Les thèses sur Feuerbach ont écrites par Karl Marx en 1845. Il s’agit d’un écrit ne visant pas à être publié, puisqu’il s’agit de simples notes pratiques synthétisant le point de vue de Karl Marx sur Ludwig Feuerbach, grande figure du matérialisme en Allemagne.
Il ne faut nullement oublier l’importance de ce philosophe, car ce que fait Karl Marx pour former le marxisme, c’est corriger la philosophie dialectique de Hegel au moyen du matérialisme de Feuerbach.
Il ne s’agit pas toutefois d’une unification, mais d’un saut qualitatif, le matérialisme étant en soi dialectique et une dialectique bien comprise saisit quel est justement le mouvement dialectique de la matière.
Afin d’expliciter ce moment historique pour la pensée de Karl Marx, Friedrich Engels publia en 1888 Ludwig Feuerbach et la fin de la philosophie classique allemande, dans la revue social-démocrate Die Neue Zeit, dans les numéros 4 et 5.
L’éditeur social-démocrate Johann Heinrich Wilhelm Dietz publia par la suite l’oeuvre à part et à cette occasion, Friedrich Engels y incorpora les thèses sur Feuerbach de Karl Marx.
Celles-ci devinrent particulièrement célèbres, devenant une référence incontournable quand on parle de Karl Marx ou du marxisme en général.
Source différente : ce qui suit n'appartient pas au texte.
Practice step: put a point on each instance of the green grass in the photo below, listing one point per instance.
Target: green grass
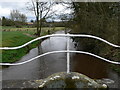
(14, 38)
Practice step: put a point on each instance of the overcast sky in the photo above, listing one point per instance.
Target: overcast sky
(6, 7)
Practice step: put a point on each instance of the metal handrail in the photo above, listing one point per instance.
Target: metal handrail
(66, 51)
(70, 51)
(60, 35)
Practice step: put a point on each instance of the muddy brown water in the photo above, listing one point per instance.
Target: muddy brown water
(53, 63)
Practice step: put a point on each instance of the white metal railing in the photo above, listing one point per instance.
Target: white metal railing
(67, 51)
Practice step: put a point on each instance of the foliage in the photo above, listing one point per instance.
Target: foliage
(9, 22)
(15, 15)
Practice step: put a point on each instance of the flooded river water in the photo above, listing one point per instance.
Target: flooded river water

Certaines sentences présentées par les thèses furent considérées comme exemplaires de la substance même du marxisme.
Il est à noter toutefois que Karl Marx ne comptait pas publier ces thèses, qui relevaient du matériel intellectuel utilisé pour ses travaux.
Dans l’avant-propos de Ludwig Feuerbach et la fin de la philosophie classique allemande, Friedrich Engels explique comment il a retrouvé les thèses de Karl Marx et comment il faut donc savoir les valoriser :
« Ce sont de simples notes jetées rapidement sur le papier pour être élaborées par la suite, nullement destinées à l’impression, mais d’une valeur inappréciable, comme premier document où soit déposé le germe génial de la nouvelle conception du monde. »
Il s’agit donc de relativiser non pas la valeur de ces thèses, mais la force de leur nature, c’est-à-dire qu’il ne s’agit pas de séparer ces thèses du reste des œuvres, ou même de leur accorder une valeur supérieure aux autres œuvres, justement car il ne s’agit pas d’une œuvre.
D’ailleurs, les universitaires bourgeois ont justement employé ces thèses pour faire de Karl Marx un « philosophe », ce qui n’est pas moins paradoxal précisément parce que les thèses réfutent l’existence d’une « philosophie ».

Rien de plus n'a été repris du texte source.